Many of our fens are clearly part of the cultural landscape in that they owe their present state to traditional land use by man since he first began clearing the forest and farming some 5000 years ago. The beautiful and species-rich north fen at Malham Tarn appears on an estate map of the 1780s as a group of named meadows, ‘Moss meadow’, ‘Long Meadow’ and so on, and the area was evidently in active agricultural use. Encroachment of sallow scrub has been an increasing problem in the 60 years since the Field Studies Council took over the site. Most of the East Anglian tall-herb Phragmites fens, left to themselves, would in a few decades revert to wet woodland, first of sallow and in course of time to alder and ash. This is the problem of fen management almost everywhere, except in the wettest places, or in sites still open to grazing.
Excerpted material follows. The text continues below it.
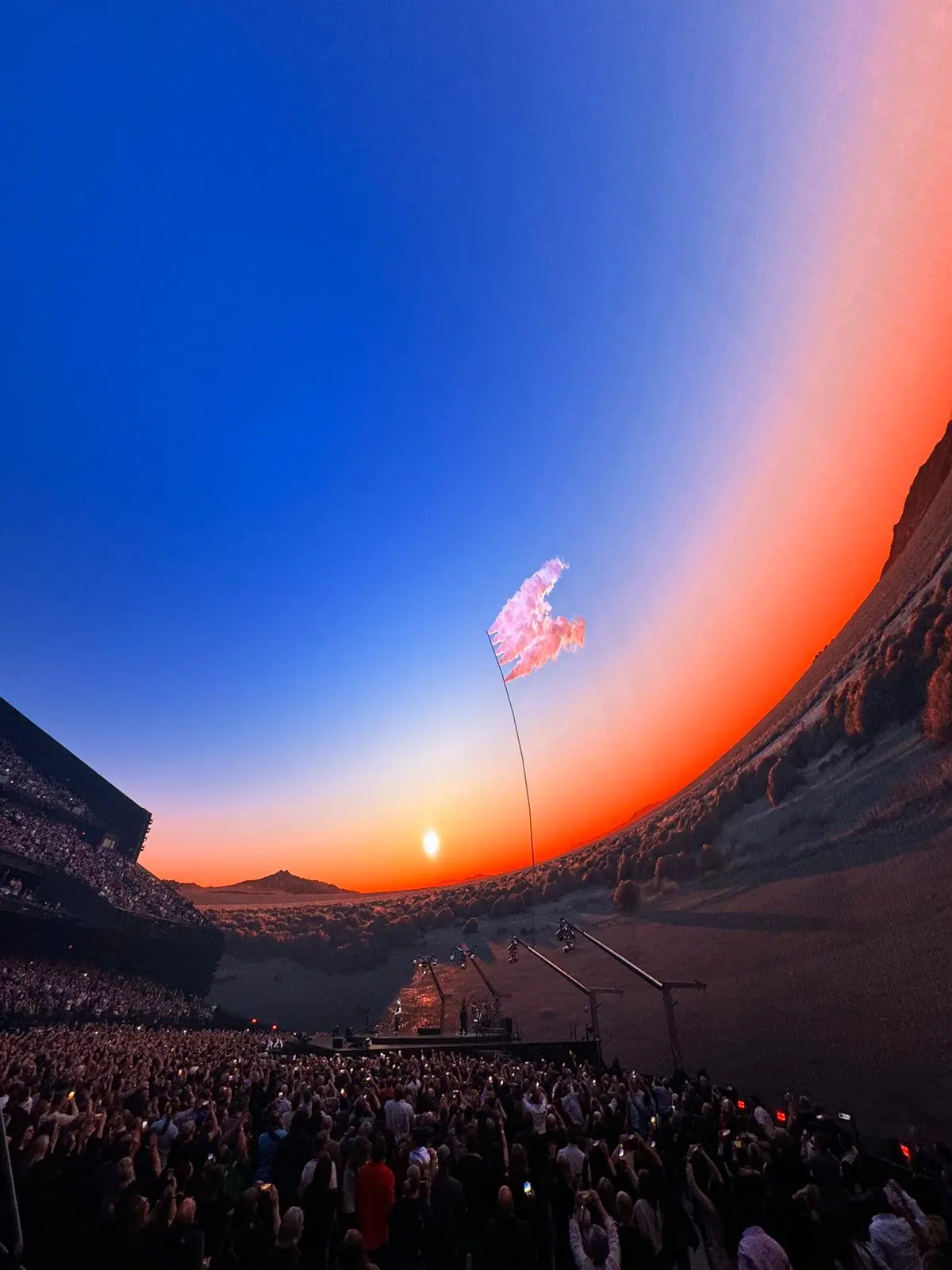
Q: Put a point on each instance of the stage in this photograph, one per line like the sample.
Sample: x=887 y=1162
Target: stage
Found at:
x=489 y=1043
Are any of our lowland fens naturally open and treeless? That is a question we probably cannot answer with certainty. Tree growth is very slow in some rich-fen peats, perhaps owing to phosphate deficiency. Seedlings of pine and oak are frequent in the New Forest valley bogs, but the oaks never become established and pines that do so are slow-growing and stunted (Fig. 195a). On the other hand there would have been wild herbivores – red and roe deer, elk, aurochs, wild boar, beavers – before forest clearance by man began, so there were probably openings in the forest where physical conditions were less conducive to tree growth. There are indications that some rich-fen sites have been in essentially continuous existence since the early Post-glacial (perhaps often in mire-complexes that included ombrogenous bogs), and this is consistent with evidence from peat stratigraphy and pollen analysis. A few of the larger southern valley bogs could be comparably old (and might have had local ombrotrophy in their history), but many are probably of recent origin, and some formerly open sites are now wet woodland. The balance of evidence is that most of the present extent of lowland fen is a product of human activity.